As catástrofes passam, a campanha continua
Quando questionado sobre este assunto, o Presidente rejeitou qualquer jogo político entre ele e o Governador da Florida, Ron DeSantis (o distante segundo classificado de Donald Trump na corrida para a nomeação presidencial republicana de 2024). Referindo-se à sua saudável cooperação após Ian no ano passado, Biden disse: “Sei que isto pode parecer estranho, especialmente tendo em conta o teor da política atual, [mas] penso que ele confia no meu discernimento e no meu desejo de ajudar, e confio nele para ser capaz de sugerir que isto não tem a ver com política. Trata-se de cuidar das pessoas do seu estado”.
Mas as catástrofes passam e a campanha continua: Biden aproveitou a oportunidade para afirmar que “já ninguém pode negar o impacto da crise climática. Basta olhar à nossa volta: inundações históricas, secas mais intensas, calor extremo e grandes incêndios florestais causaram danos sem precedentes, não só nas ilhas Havaianas, nos Estados Unidos, mas também no Canadá e noutras partes do mundo. Nunca vimos tantos incêndios”. Esta declaração foi sem dúvida dirigida aos candidatos conservadores à Casa Branca, a maioria dos quais, liderados por DeSantis, se recusaram a apoiar explicitamente a realidade das alterações climáticas durante o primeiro debate das primárias republicanas, apenas uma semana antes.

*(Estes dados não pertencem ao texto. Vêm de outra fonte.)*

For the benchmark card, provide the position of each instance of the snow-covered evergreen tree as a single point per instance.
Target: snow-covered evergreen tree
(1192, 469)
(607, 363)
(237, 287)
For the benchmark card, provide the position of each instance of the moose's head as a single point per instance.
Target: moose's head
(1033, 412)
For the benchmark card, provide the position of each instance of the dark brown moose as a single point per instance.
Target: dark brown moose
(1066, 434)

Chamado ao seu estado natal nos últimos dias, depois de semanas dedicadas sobretudo à campanha entre Iowa e New Hampshire, antes das primárias que aí terão início em janeiro próximo, e imediatamente vaiado durante um discurso na sequência do massacre racista de sábado em Jacksonville, DeSantis fez tentativas significativas para projetar uma imagem de controlo e firmeza, particularmente perante a possibilidade de pilhagem na sequência do furacão: “Vocês saqueiam, nós disparamos”, afirmou, pegando numa frase de aviso lida nos relvados do seu estado e fazendo-a soar furiosamente como um slogan.